The good news for Cantor: he has upped his national profile and enhanced his standing with his conservative colleagues by playing such an assertive role.

The bad news: he faces some challenging days ahead, whatever way things play out.

If he chooses not to accept a deal, Democrats will redouble their efforts to portray him as the poster boy of Republican inflexibility.

There is also still doubt about what Cantor would accept, short of the conservative ideal. No one seems to know.

Still, assaults on Cantor, including from Reid, may burnish his status, both within the party and with grassroots supporters beyond the Beltway.


Grover Norquist of Americans for Tax Reform seems more amenable to a McConnell compromise than might have been expected.

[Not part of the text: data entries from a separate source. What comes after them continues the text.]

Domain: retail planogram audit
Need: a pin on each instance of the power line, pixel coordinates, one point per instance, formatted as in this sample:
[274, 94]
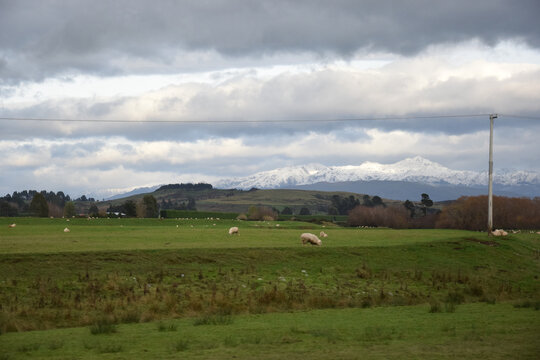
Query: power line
[206, 121]
[532, 117]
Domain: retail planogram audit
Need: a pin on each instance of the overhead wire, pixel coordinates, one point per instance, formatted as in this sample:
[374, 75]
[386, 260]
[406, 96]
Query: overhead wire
[262, 121]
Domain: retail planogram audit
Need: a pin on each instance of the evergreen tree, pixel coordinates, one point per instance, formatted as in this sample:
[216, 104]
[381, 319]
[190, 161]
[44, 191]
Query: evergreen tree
[39, 206]
[93, 211]
[150, 206]
[426, 202]
[130, 208]
[286, 211]
[69, 209]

“I think there is an argument for a back-up,” Norquist told The Hill. “I like [McConnell’s] approach.”

Norquist added: “Look, there is going to be an election in 2012. We don’t have to change the world between now and 2012.”

FreedomWorks, an organization closely associated with the Tea Party was, perhaps predictably, more scathing of the McConnell plan and of the overall process.

“We denounced the McConnell plan when the ink was still wet,” Dean Clancy, the group’s legislative counsel, told The Hill proudly.

“The White House talks are a sham because the president is not really interested in a deal,” he said. “We think he wants a government crisis that he can blame on Republicans.”


On the left, disappointment with Obama now wears only the thinnest of veils.

Damon Silvers, policy director at the AFL-CIO, told The Hill that “our members are looking for leaders who care about the things that matter to them.”

Asked whether they were finding such leaders, Silvers laughed wryly and said, “Every day is a new day.”

Max Richtman of the National Committee to Preserve Social Security and Medicare told The Hill that his organization’s “level of concern was elevated dramatically when the White House raised Social Security as being part of a grand bargain.”

Many liberals were actually relieved when the idea of a grand bargain was capsized by Republican opposition. But the fluidity of the negotiations continues to cause heartburn.

“If I’m optimistic now, I might be pessimistic in 10 minutes’ time,” Richtman said.